While one’s divorce in Virginia likely brings a certain degree of relief, it also may come with some trepidation due to the uncertainties they now may face. Financial uncertainty may be particularly significant if they were not the primary income earners in their marital home.
One might assume that the funds needed to secure vocational training to pay for new housing will come from alimony, yet such assistance is not guaranteed. A more reliable source of an immediate infusion of income may instead come from a 401(k).
Dividing up a 401(k) in a divorce
Many may find it surprising that a 401(k) is subject to property division. Yet the contributions made to such an account during a marriage come from shared income (thus making those contributions marital assets). According to the 401(k) Help Center, typically the court mandates that a 401(k) plan provider split those contributions into two separate accounts (with each side then assuming control over their respective funds. Yet cashing out one’s portion might also be an option.

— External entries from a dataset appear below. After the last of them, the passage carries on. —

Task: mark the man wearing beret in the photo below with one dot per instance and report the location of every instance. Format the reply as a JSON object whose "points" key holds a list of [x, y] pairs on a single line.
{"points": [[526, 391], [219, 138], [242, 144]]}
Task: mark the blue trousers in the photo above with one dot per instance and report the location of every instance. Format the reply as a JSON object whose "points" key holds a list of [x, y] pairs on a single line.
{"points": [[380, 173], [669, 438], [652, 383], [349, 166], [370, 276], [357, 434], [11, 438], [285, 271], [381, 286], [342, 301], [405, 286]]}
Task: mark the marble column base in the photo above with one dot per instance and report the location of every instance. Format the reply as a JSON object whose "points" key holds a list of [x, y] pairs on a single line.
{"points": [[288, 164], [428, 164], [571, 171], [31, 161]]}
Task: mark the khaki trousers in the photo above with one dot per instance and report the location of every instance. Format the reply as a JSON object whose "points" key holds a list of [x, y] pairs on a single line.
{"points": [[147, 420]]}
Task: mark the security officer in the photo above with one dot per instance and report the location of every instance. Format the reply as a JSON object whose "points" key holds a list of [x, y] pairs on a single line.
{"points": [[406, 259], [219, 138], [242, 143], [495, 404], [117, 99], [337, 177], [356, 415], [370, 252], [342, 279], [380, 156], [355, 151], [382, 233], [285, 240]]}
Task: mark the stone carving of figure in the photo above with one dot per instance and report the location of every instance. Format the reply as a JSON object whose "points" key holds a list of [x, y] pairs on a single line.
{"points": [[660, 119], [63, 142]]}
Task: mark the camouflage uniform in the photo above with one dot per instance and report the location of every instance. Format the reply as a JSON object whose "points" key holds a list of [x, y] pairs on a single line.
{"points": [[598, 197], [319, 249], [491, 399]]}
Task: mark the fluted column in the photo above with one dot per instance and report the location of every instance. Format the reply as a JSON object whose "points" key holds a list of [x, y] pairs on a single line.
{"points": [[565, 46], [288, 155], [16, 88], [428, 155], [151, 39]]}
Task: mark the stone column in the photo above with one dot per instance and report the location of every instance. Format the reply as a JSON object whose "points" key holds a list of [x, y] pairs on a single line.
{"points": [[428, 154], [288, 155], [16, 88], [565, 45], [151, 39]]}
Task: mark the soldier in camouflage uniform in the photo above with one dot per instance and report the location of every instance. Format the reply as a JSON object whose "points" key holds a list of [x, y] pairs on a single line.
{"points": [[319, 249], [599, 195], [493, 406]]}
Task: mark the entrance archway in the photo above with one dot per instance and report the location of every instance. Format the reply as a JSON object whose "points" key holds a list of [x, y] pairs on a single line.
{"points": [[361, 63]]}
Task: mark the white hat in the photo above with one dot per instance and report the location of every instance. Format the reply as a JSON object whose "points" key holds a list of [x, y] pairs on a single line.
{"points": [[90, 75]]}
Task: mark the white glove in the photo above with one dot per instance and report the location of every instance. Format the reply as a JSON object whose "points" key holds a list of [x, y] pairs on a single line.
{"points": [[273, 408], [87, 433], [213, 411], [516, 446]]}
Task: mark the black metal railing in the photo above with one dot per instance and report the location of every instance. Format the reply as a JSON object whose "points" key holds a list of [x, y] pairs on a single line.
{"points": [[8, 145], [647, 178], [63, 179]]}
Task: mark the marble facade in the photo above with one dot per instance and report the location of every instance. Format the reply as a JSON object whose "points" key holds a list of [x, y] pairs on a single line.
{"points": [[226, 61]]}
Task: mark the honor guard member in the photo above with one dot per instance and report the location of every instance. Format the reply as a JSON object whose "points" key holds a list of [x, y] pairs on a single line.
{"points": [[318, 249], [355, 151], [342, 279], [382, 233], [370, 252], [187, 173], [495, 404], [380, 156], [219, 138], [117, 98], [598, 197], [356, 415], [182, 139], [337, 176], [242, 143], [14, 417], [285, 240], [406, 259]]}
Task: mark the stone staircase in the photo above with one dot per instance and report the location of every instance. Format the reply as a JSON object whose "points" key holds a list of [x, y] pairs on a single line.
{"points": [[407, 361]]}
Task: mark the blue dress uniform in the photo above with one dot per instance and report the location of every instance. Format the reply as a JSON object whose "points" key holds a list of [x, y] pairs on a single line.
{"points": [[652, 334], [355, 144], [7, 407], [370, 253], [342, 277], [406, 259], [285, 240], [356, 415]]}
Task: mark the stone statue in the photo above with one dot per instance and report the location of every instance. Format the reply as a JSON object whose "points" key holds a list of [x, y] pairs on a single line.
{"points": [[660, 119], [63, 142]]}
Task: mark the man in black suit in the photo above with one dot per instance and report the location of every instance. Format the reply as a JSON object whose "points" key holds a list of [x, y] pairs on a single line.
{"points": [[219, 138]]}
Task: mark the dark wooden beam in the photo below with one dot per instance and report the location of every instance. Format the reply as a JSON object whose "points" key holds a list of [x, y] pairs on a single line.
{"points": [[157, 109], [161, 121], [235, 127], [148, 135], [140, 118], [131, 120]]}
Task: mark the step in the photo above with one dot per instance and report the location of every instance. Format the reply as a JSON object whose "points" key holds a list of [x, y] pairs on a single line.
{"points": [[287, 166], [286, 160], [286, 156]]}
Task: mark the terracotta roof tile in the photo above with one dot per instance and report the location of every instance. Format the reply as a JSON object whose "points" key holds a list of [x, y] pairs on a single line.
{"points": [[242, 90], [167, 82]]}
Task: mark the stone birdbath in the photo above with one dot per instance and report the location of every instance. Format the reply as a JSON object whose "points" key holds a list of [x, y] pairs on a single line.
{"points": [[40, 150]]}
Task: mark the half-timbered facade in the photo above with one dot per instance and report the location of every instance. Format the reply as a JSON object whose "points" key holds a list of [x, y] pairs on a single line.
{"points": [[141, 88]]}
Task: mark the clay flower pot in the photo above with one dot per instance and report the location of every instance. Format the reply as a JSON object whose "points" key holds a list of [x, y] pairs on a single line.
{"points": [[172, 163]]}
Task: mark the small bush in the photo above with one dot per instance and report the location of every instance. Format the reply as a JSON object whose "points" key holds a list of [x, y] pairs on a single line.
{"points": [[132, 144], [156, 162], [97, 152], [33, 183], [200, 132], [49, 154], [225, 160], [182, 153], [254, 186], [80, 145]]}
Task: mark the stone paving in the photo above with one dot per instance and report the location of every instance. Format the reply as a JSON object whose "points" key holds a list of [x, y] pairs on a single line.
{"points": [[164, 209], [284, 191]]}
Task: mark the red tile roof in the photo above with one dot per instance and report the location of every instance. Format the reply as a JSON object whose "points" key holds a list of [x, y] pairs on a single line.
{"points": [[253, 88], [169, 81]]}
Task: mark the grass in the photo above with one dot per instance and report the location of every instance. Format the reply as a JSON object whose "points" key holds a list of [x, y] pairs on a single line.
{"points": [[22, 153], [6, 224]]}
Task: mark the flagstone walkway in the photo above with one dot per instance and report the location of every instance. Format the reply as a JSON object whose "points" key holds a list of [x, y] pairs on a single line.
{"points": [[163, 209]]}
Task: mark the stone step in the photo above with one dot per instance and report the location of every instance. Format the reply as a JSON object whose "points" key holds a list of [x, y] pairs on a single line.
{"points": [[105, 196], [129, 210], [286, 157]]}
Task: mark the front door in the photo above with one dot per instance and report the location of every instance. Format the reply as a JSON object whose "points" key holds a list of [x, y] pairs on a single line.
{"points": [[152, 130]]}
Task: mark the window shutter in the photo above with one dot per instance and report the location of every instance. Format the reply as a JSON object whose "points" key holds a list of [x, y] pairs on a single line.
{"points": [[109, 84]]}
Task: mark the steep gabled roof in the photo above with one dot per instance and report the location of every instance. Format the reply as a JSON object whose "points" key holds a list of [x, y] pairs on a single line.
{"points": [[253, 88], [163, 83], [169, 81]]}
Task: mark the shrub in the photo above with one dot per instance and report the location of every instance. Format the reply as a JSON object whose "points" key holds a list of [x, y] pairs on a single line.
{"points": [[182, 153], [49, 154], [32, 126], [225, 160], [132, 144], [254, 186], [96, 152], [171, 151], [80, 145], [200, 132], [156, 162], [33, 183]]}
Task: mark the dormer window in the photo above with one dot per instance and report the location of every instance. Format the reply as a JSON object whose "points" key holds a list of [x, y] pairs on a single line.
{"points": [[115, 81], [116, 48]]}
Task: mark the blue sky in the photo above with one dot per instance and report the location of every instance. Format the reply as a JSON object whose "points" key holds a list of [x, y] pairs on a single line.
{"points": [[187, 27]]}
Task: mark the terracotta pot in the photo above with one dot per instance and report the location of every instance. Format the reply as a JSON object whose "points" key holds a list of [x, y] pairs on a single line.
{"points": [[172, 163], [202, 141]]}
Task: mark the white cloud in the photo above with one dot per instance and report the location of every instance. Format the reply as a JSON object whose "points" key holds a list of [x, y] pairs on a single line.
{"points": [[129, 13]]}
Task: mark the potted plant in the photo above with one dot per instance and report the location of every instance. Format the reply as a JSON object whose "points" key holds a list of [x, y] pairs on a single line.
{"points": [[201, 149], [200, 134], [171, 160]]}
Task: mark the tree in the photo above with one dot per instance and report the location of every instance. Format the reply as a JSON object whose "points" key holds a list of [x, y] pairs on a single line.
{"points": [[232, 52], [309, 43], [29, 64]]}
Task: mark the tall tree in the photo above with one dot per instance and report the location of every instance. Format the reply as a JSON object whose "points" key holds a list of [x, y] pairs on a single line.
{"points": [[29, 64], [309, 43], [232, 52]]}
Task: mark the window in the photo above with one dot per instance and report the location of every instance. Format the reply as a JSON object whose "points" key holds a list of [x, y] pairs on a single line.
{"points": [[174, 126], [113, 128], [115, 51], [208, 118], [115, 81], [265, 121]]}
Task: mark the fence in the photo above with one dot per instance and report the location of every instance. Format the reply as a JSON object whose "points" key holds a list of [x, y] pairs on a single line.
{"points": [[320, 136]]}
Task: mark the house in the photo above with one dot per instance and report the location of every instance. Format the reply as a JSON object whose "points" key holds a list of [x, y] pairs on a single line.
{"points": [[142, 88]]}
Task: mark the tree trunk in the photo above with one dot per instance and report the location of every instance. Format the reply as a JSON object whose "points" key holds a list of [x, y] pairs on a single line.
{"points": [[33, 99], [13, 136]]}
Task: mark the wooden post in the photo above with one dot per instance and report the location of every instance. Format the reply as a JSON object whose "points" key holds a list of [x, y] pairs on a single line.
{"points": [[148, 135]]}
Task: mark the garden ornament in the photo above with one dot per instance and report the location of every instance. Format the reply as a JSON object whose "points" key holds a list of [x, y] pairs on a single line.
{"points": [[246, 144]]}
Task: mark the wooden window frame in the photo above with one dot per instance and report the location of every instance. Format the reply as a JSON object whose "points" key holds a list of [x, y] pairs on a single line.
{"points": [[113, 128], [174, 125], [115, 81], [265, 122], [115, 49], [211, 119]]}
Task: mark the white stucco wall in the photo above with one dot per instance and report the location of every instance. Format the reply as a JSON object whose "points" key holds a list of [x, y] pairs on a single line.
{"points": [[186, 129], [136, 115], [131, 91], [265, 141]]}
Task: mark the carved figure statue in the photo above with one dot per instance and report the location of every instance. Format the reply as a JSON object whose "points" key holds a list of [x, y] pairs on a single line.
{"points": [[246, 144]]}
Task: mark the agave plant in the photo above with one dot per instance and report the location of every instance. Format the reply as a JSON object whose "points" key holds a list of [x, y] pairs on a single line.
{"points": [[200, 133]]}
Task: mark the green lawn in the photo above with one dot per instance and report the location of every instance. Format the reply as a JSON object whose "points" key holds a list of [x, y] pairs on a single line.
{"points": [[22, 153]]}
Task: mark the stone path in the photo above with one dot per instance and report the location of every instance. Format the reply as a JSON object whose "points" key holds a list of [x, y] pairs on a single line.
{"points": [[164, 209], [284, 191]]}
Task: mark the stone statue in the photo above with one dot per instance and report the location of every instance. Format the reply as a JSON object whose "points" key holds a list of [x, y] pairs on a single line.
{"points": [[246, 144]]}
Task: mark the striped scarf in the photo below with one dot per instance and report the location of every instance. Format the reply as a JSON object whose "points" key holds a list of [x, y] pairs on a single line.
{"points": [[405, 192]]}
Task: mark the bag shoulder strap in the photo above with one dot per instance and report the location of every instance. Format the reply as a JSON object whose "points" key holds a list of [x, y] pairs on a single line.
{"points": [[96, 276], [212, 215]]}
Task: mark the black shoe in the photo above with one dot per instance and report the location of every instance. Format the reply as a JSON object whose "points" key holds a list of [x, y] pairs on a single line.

Weighing the pros and cons of cashing out
The website SmartAsset.com reports that while an early withdrawal from a 401(k) results in a tax penalty, divorce is one of the few cases where withdrawals are not penalized. However, that does not mean that there are no potential drawbacks to this decision. First of all, one must still pay income tax on whatever disbursement they receive. Plus, one gives up the potential growth that their funds may experience from years of earned interest and investment returns. If one is still several years away from retirement, that growth may be significant. Therefore, one should consider whether the amount they receive now from cashing out benefits them more than what that potential retirement income growth may be.